What is your regime like as a teacher coz in England theres now lots of paper work red tape and targets etc compared with say 10 years ago - is it like that in your part of Canada?

I'd appreciate your thoughts

Oliver.



kdixon said:


> If you have studied French at the post secondary level you should be able to teach core French or French Second Language in most places. High schools, or French immersion may be more picky. I teach in Alberta, but have also taught in Manitoba. I taught and continue to teach French in both places, I do have a minor in French from university, but anywhere I've taught they need just about anyone they can find to teach French. I was even offered a job teaching immersion, and I am NOT fluent.


----------



## kdixon (Jan 27, 2008)

I teach at the middle years level (grade 5-7) For the most part Grade 6. In the past I have taught French to a couple classes, this year just my home room. Most schools will want you to teach all core subjects, very few specialists at this level. I don't mind teaching French to my own class, but not so much other classes. Even though rench is an official language, the attitude around it isn't great. Keep in mind I live in Alberta - a LONG way from Quebec. I using a new program this year that is helping. It gets the students very involved, and forces participation. Both the students and I are enjoying it more.

As far as behaviour, I would definitly say it is better in smaller towns - as a general rule (I suppose there are always exceptions) I work in a town with a pop. of approx. 6500. Our school, grade5-7, has approx. 375 students. 5 classes at each grade level with about 25 students per class. I love this school! We have great support from our admin, and the community in general.

We are fortunately not tied down with a pile of paper work. I spent a year in the US and it was not the case there. We are going through some BIG changes in assessment. The whole assessment FOR learning vs OF learning. I know this has also been big in the UK. However, at this point it is impacting our practices (hopefully improving them) rather than causing us addition work. Reporting is also changing, but slowly , as we try to figure out what works best. The trend is to report on outcomes/objectives vs assignments. ( I am a team leader for these changes within our school and district, so it is a bit of a passion of mine)

Hope this helps and that I answered your questions.

Bonne chance!


----------



## N1k100 (Feb 23, 2008)

Hello

An "involved" school parent here from Ontario. I live in rural town too about 4,000 population. Here it greatly depends on the school board, I have a child in both the public school board and in the catholic school board. In public there is a teacher who is there 3/4 of school time and teaches only French. In the catholic school board there is one French teacher who visits all the schools in the area, probably 4 or 5 schools.
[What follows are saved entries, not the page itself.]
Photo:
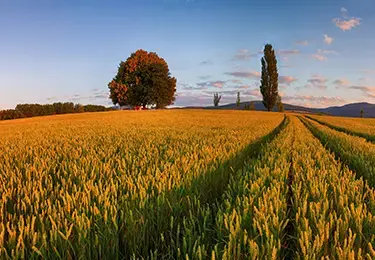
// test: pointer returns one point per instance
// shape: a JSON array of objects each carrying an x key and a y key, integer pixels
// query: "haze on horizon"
[{"x": 69, "y": 50}]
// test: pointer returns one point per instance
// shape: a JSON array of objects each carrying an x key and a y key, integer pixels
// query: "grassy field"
[{"x": 187, "y": 184}]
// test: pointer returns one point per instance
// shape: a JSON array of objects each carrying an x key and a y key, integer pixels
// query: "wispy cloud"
[
  {"x": 366, "y": 90},
  {"x": 345, "y": 23},
  {"x": 328, "y": 40},
  {"x": 341, "y": 83},
  {"x": 288, "y": 80},
  {"x": 241, "y": 74},
  {"x": 206, "y": 62},
  {"x": 319, "y": 57},
  {"x": 317, "y": 81},
  {"x": 243, "y": 55},
  {"x": 288, "y": 52},
  {"x": 368, "y": 71},
  {"x": 302, "y": 43},
  {"x": 215, "y": 84},
  {"x": 205, "y": 77}
]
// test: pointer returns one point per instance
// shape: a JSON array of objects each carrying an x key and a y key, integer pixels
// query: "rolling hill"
[{"x": 349, "y": 110}]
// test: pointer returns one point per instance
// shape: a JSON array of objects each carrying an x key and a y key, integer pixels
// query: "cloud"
[
  {"x": 302, "y": 43},
  {"x": 368, "y": 71},
  {"x": 341, "y": 83},
  {"x": 366, "y": 91},
  {"x": 345, "y": 23},
  {"x": 288, "y": 52},
  {"x": 320, "y": 51},
  {"x": 206, "y": 62},
  {"x": 287, "y": 80},
  {"x": 236, "y": 81},
  {"x": 244, "y": 55},
  {"x": 328, "y": 40},
  {"x": 248, "y": 75},
  {"x": 364, "y": 79},
  {"x": 205, "y": 77},
  {"x": 319, "y": 57},
  {"x": 215, "y": 84},
  {"x": 321, "y": 54},
  {"x": 317, "y": 81},
  {"x": 51, "y": 98}
]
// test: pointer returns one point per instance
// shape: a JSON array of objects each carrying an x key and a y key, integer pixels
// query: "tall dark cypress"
[{"x": 269, "y": 79}]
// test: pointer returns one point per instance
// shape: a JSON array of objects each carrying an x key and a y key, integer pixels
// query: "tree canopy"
[{"x": 143, "y": 79}]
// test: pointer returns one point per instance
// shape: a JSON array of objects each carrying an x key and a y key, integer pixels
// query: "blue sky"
[{"x": 68, "y": 50}]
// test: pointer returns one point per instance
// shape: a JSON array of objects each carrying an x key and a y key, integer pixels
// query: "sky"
[{"x": 69, "y": 50}]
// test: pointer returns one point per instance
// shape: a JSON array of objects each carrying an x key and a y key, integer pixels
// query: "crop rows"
[
  {"x": 66, "y": 181},
  {"x": 364, "y": 129},
  {"x": 355, "y": 151},
  {"x": 184, "y": 185}
]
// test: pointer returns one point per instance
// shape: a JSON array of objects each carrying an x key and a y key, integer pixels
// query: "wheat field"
[{"x": 187, "y": 184}]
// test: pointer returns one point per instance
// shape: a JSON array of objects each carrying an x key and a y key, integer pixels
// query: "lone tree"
[
  {"x": 216, "y": 99},
  {"x": 252, "y": 105},
  {"x": 269, "y": 78},
  {"x": 280, "y": 105},
  {"x": 238, "y": 103},
  {"x": 142, "y": 80}
]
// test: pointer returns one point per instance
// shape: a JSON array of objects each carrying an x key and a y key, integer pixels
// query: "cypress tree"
[
  {"x": 238, "y": 99},
  {"x": 269, "y": 78}
]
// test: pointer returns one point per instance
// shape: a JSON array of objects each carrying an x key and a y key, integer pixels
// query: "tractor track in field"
[
  {"x": 368, "y": 137},
  {"x": 288, "y": 242}
]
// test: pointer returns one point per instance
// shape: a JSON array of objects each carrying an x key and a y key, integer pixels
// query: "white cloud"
[
  {"x": 345, "y": 23},
  {"x": 244, "y": 55},
  {"x": 287, "y": 80},
  {"x": 319, "y": 57},
  {"x": 288, "y": 52},
  {"x": 328, "y": 40},
  {"x": 341, "y": 83},
  {"x": 249, "y": 75},
  {"x": 317, "y": 81},
  {"x": 302, "y": 43},
  {"x": 366, "y": 90},
  {"x": 215, "y": 84}
]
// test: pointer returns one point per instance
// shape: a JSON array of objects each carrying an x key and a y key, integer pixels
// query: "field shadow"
[{"x": 174, "y": 223}]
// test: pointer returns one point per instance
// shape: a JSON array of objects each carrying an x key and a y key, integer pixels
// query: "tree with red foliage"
[{"x": 144, "y": 79}]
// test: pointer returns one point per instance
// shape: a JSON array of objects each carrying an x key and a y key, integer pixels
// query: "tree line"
[{"x": 58, "y": 108}]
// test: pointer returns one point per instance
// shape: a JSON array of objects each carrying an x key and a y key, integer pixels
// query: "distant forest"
[{"x": 31, "y": 110}]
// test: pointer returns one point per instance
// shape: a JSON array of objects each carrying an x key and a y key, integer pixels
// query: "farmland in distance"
[{"x": 187, "y": 184}]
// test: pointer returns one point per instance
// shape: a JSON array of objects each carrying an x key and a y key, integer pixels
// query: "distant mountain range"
[{"x": 349, "y": 110}]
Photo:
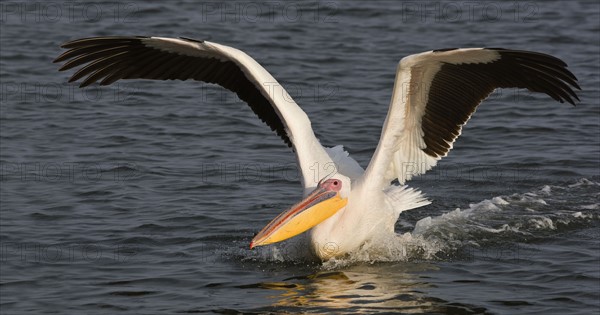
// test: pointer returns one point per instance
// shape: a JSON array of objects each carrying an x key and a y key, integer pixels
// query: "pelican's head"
[{"x": 330, "y": 196}]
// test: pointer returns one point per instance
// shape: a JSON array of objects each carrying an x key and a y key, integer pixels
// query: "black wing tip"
[
  {"x": 96, "y": 39},
  {"x": 191, "y": 39}
]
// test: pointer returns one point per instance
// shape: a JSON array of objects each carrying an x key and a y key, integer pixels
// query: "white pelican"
[{"x": 434, "y": 95}]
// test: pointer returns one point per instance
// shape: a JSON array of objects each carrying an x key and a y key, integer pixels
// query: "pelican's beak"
[{"x": 314, "y": 209}]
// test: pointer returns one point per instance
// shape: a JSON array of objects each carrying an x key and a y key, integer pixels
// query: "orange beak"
[{"x": 314, "y": 209}]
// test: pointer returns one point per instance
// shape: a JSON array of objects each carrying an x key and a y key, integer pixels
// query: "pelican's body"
[{"x": 434, "y": 95}]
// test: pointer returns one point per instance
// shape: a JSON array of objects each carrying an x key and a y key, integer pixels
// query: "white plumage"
[{"x": 434, "y": 95}]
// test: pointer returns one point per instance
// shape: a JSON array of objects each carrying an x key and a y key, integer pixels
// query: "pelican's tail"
[{"x": 404, "y": 198}]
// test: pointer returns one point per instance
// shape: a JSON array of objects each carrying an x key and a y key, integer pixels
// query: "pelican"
[{"x": 434, "y": 95}]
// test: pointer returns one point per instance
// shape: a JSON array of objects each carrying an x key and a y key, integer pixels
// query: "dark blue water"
[{"x": 142, "y": 197}]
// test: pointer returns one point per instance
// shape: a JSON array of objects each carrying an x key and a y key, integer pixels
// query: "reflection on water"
[{"x": 377, "y": 288}]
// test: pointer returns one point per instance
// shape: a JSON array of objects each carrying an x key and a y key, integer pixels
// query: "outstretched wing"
[
  {"x": 435, "y": 94},
  {"x": 108, "y": 59}
]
The big difference I find from a teaching point is that here in Ontario the parents are well aware throughout the year on what level their child is at. In Scotland my children went to school at the start of term, I had a 5min parent evening 2months into the year and heard nothing till the end of the year when I received a report card.
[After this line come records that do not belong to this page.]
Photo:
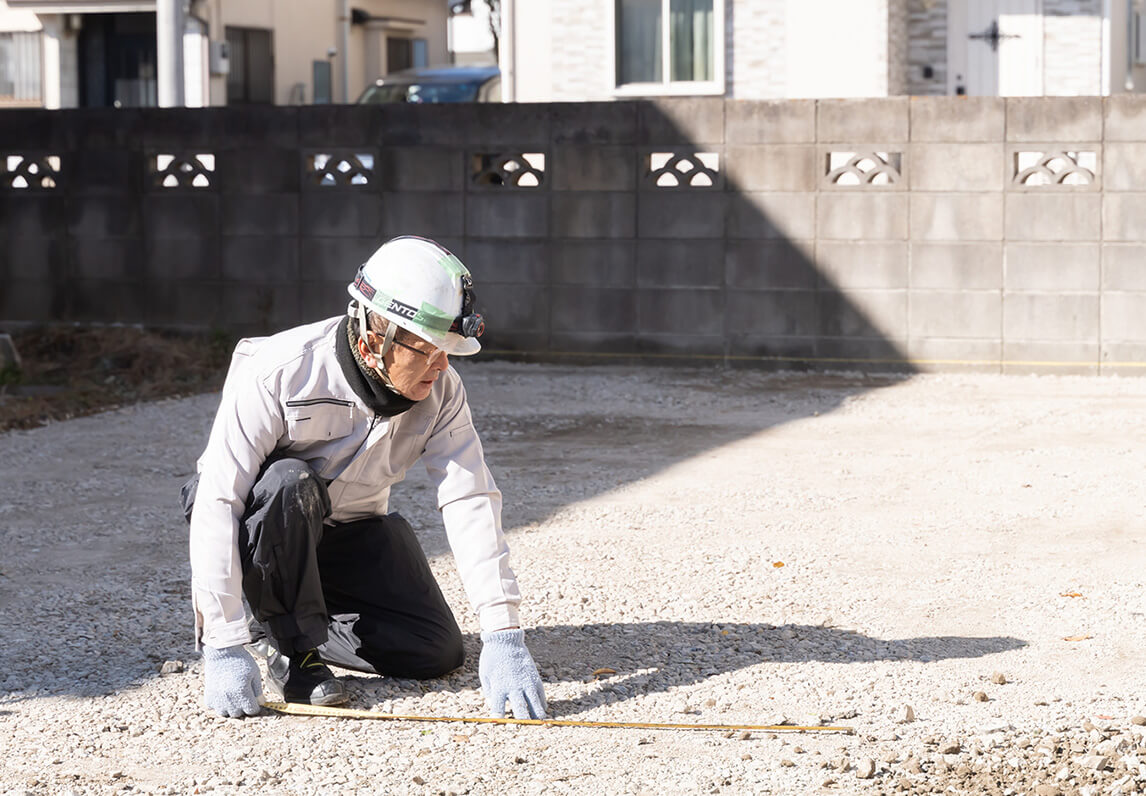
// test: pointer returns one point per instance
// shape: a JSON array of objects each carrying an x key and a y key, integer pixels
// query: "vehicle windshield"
[{"x": 421, "y": 92}]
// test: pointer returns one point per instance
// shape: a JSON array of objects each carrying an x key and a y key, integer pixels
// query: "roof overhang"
[{"x": 83, "y": 6}]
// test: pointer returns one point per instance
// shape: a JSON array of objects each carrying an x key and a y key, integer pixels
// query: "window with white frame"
[
  {"x": 20, "y": 68},
  {"x": 668, "y": 42}
]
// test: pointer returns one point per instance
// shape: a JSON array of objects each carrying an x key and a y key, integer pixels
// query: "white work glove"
[
  {"x": 232, "y": 682},
  {"x": 508, "y": 672}
]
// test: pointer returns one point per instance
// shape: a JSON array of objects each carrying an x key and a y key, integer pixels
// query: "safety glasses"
[{"x": 433, "y": 356}]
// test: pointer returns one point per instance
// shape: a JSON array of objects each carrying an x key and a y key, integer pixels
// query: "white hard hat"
[{"x": 421, "y": 286}]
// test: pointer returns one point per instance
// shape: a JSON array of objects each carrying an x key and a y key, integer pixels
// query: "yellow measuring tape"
[{"x": 295, "y": 709}]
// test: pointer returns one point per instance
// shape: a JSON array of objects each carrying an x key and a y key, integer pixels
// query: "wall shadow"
[{"x": 656, "y": 656}]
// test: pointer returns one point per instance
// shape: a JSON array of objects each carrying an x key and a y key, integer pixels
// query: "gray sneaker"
[{"x": 304, "y": 678}]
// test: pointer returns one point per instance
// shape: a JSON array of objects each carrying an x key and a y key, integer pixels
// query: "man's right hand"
[{"x": 232, "y": 682}]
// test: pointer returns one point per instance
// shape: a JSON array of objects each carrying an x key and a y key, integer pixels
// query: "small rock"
[{"x": 1095, "y": 762}]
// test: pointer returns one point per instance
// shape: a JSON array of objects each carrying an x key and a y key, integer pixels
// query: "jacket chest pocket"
[
  {"x": 408, "y": 440},
  {"x": 314, "y": 420}
]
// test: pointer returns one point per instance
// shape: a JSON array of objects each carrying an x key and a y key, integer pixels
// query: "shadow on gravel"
[
  {"x": 651, "y": 657},
  {"x": 654, "y": 656}
]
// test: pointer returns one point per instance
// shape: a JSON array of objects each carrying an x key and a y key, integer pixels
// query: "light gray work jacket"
[{"x": 285, "y": 396}]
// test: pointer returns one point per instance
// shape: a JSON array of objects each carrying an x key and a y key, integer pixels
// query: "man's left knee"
[{"x": 442, "y": 654}]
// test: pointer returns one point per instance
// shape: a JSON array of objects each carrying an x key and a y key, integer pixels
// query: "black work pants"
[{"x": 360, "y": 592}]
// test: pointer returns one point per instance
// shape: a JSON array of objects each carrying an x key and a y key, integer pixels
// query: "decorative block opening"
[
  {"x": 523, "y": 170},
  {"x": 23, "y": 172},
  {"x": 864, "y": 168},
  {"x": 348, "y": 168},
  {"x": 1060, "y": 167},
  {"x": 182, "y": 171},
  {"x": 677, "y": 170}
]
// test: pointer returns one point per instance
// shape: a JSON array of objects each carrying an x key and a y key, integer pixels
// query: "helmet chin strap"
[{"x": 387, "y": 340}]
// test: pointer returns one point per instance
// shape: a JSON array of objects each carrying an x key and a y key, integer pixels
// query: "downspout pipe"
[
  {"x": 508, "y": 55},
  {"x": 169, "y": 31},
  {"x": 344, "y": 46}
]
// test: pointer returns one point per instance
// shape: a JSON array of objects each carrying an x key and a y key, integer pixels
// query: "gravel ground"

In Canada I receive 2 parents evenings to include both the French teacher and the home room teacher (class teacher) and I receive three report cards which show if there has been an improvement or decline from previous card.

I also receive phone calls when my child has achieved on a certain test, although I told them they dont need to call me any more because he is clever and I was getting a call every day! 

Canada "tests" frequently and these have to be signed by parents which I think is great. There are so many assignments too before the tests so the child/parent/teacher can see whether the subject is being grasped.

In Scotland the attitude was that "the child needs to work at their own level and not feel as if they are in competition or being tested to fail"

The down side of education here in Canada is that their is too much focus on literacy. To the extent that the kids have so much homework they have no time for family. If you had any extra curricular activities on then the kids are totally exhausted. Unlike some studies that were done in the uk that showed too many extra curricular wasnt good for the kids, Canada is still pushing. 

Finally - the weight of the childrens back packs due to the homework is disgusting. My child was carrying 32lbs on his back two weeks ago, he is only 11 years old.

Ok just my opinions, love Canada though 

Take care


----------



## DTHOMAS (Mar 5, 2008)

Sir:
I think you need to clear up one or two items before you pack your bags.

Firstly, from the look of things, you have x3 A levels and an honours level degree in French (I'm assuming this is an _undergraduate _university degree, right?). For all teaching posts in any Canadian province (elementary and high school), one needs either (a) a BEd in a teacheable subject or (b) a BA in a teacheable subject and a certified teaching certificate. I know this because I've been teaching HS for 11 years in Quebec, having finished my studies in the UK.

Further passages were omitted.